Re: Porting uses of 'accuracy' in KMimeType API

2014-10-12 Thread David Faure
On Friday 12 September 2014 21:06:36 Kevin Funk wrote:
 On Friday 12 September 2014 10:50:36 David Faure wrote:
  On Friday 12 September 2014 09:39:42 Kevin Funk wrote:
   Heya,
   
   Context: Forward-porting some patches in KDevelop involving KMimeType
   API.
   
   I've just noticed that in Qt5, QMimeDataBase/QMimeType doesn't allow me
   to
   retrieve the accuracy of a match anymore, while KMimeType did. For
   example,
   compare the possible arguments for QMimeDataBase::mimeTypeForUrl vs.
   KMimeType::findByUrl.
   
   What's the suggested way to deal with this? As far as I can see, there
   are
   no porting notes about that particular matter.
  
  You're telling me everything I know already, but not the important bit
  which is: what do you need the accuracy for?
 
 Well, this is ancient, performance-critical code inside KDevelop.

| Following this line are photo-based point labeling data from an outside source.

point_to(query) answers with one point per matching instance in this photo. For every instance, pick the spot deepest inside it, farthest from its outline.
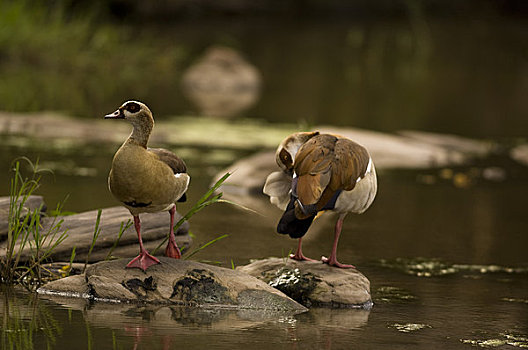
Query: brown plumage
(146, 180)
(328, 172)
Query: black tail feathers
(292, 226)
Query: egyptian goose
(320, 172)
(146, 180)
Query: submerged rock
(178, 282)
(314, 283)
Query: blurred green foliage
(51, 57)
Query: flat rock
(80, 230)
(179, 282)
(313, 283)
(407, 150)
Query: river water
(447, 259)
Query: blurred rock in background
(222, 83)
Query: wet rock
(178, 282)
(222, 83)
(32, 203)
(80, 229)
(412, 150)
(314, 283)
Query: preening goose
(146, 180)
(320, 172)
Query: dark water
(448, 265)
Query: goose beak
(116, 115)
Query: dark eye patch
(286, 158)
(132, 107)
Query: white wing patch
(369, 169)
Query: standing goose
(320, 172)
(146, 180)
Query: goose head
(135, 112)
(140, 116)
(285, 155)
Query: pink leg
(298, 253)
(332, 261)
(144, 260)
(172, 250)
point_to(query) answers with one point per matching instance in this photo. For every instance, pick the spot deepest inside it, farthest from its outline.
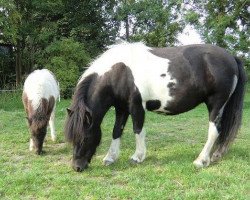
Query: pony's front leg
(113, 152)
(138, 115)
(52, 125)
(140, 152)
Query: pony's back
(40, 84)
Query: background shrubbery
(67, 59)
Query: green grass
(173, 142)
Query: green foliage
(154, 22)
(66, 58)
(173, 142)
(224, 23)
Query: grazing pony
(134, 78)
(40, 93)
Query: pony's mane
(75, 124)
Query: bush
(67, 59)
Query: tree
(156, 22)
(222, 22)
(67, 59)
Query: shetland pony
(39, 97)
(134, 78)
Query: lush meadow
(173, 142)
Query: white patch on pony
(203, 159)
(140, 152)
(113, 152)
(145, 66)
(52, 125)
(235, 81)
(42, 84)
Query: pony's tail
(232, 114)
(79, 115)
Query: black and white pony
(40, 92)
(134, 78)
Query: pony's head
(79, 130)
(38, 121)
(38, 128)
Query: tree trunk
(18, 64)
(127, 27)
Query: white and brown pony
(134, 78)
(39, 97)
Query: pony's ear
(69, 111)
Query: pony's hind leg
(114, 149)
(215, 113)
(203, 159)
(138, 114)
(52, 125)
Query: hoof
(107, 162)
(200, 163)
(216, 157)
(134, 162)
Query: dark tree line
(64, 35)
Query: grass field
(173, 142)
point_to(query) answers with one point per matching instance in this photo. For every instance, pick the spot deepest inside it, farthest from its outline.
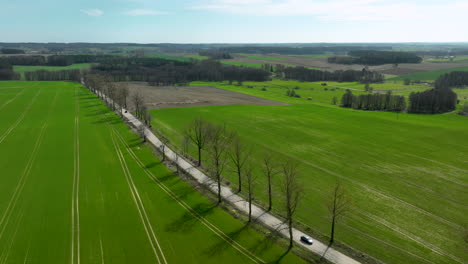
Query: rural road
(238, 202)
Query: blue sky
(233, 21)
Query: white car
(307, 240)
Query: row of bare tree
(222, 147)
(117, 96)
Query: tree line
(441, 98)
(58, 60)
(226, 150)
(63, 75)
(374, 102)
(452, 79)
(311, 75)
(298, 50)
(6, 71)
(11, 51)
(436, 100)
(215, 54)
(375, 57)
(170, 73)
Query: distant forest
(6, 71)
(311, 75)
(374, 102)
(374, 57)
(298, 51)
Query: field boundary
(188, 208)
(139, 205)
(261, 216)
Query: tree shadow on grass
(187, 221)
(224, 244)
(152, 164)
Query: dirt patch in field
(323, 64)
(157, 97)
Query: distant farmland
(428, 76)
(78, 187)
(407, 174)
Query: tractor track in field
(187, 207)
(371, 189)
(75, 212)
(139, 205)
(4, 258)
(12, 99)
(21, 117)
(21, 183)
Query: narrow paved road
(237, 201)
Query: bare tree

We
 basically cache a extension - language mapping for performance reasons.
 Just recently we introduced code that avoids caching extensions for which
 the KMimeType lookup yielded a very low accuracy.
 
 Also see: https://git.reviewboard.kde.org/r/120085/

OK, I see.
I confirm that putting /* at the top of a text file without extension (or 
without a known extension) leads to text/x-csrc.

To avoid this, you could decide to only trust extensions.
In an IDE, I'd say that's probably valid.
i.e. I would do
db.mimeTypeForFile(fileName, QMimeDatabase::MatchExtension);

(I was about to suggest to compare the result of MatchExtension
and MatchContent, but that wouldn't make sense. If there's an extension then 
you want to use that, and only if there isn't, then MatchContent can be 
useful, but leads to exactly what you don't want: inaccurate results).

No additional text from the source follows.